Is the Essence of Coding: Reinforcement Learning + Synthetic Data + Ten Thousand GPU Computing Power?

Signals from Composer 2.5

In today's AI programming field, Claude Code, Codex, and Cursor are already the three most well - known agent tools.

The first two are backed by Anthropic and OpenAI respectively. Relying on their most advanced models, Opus 4.7 and GPT - 5.5, they have repeatedly won the top prizes in programming - related benchmark tests.

In contrast, Cursor, which was first born in 2023, now seems a bit left behind. To turn the situation around, Cursor has decided to drop a bombshell: Composer 2.5.

Although the official only released a short technical blog that takes about 2 minutes to read, Cursor still declared its technological sovereignty in a very restrained manner: Collaborating with Musk's SpaceXAI to access the equivalent computing power of 1 million H100s, a 25 - fold increase in the scale of synthetic data, and a very aggressive commercial pricing strategy.

At the very bottom of the blog, Cursor left three unobtrusive footnotes. Among them, three hardcore academic papers cover the ingenious modifications of reinforcement learning, synthetic data, and underlying infrastructure, which exactly correspond to the three elements of AI, namely "algorithm, data, and computing power". These are the keys to unlocking the powerful capabilities of Composer 2.5.
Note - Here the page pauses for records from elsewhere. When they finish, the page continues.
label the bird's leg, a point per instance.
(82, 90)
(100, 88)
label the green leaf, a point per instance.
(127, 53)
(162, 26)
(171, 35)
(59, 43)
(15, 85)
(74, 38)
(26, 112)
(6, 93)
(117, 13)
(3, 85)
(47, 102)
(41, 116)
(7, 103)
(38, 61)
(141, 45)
Cursor is declaring the truth to the entire industry: The competition in AI programming has long since moved from the cold - weapon era of simply wrapping APIs to the nuclear - weapon era of rewriting underlying reinforcement learning algorithms.

01 Reinforcement Learning: "Self - Distillation"

Developers and ordinary people have completely different views on AI programming. Ordinary people think that AI programming lowers the usage threshold, allowing people who don't understand programming to write an application. However, developers believe that the existing capabilities of AI programming cannot do without manual review. Once the number of interactions increases and the context becomes longer, the performance of AI programming will decline sharply.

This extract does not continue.